A suspeita é de que o grampo possa ter sido feito por agentes da Abin que trabalharam clandestinamente na Operação Satiagraha, comandada pelo delegado Protógenes Queiroz, da PF. No último fim de semana, tornou-se pública uma gravação em que Protógenes admitiu ter investigado o STF no período em que Mendes concedeu dois habeas corpus para livrar o banqueiro Daniel Dantas, do Grupo Opportunity, da prisão. Dantas foi preso pela PF durante a Satiagraha.

Integrantes da CPI suspeitam que a Abin pode ter adquirido equipamentos de grampo por meio do cartão corporativo. O escândalo com uso irregular de cartões foi revelado no início do ano. Os deputados prometem pedir que o Ministério Público Federal investigue o caso.

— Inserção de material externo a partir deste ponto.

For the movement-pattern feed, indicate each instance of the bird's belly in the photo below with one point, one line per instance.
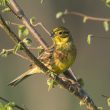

Outros documentos sigilosos também estão em poder da CPI. Entre os documentos à disposição da comissão está o que mostra quais equipamentos foram comprados pela Abin, através da Comissão de Compras do Exército, em Washington (EUA). A lista, também enviada por Jobim ao Congresso, se refere apenas a 2005. A CPI agora quer que o governo revele os dados referentes aos anos de 2006, 2007 e 2008.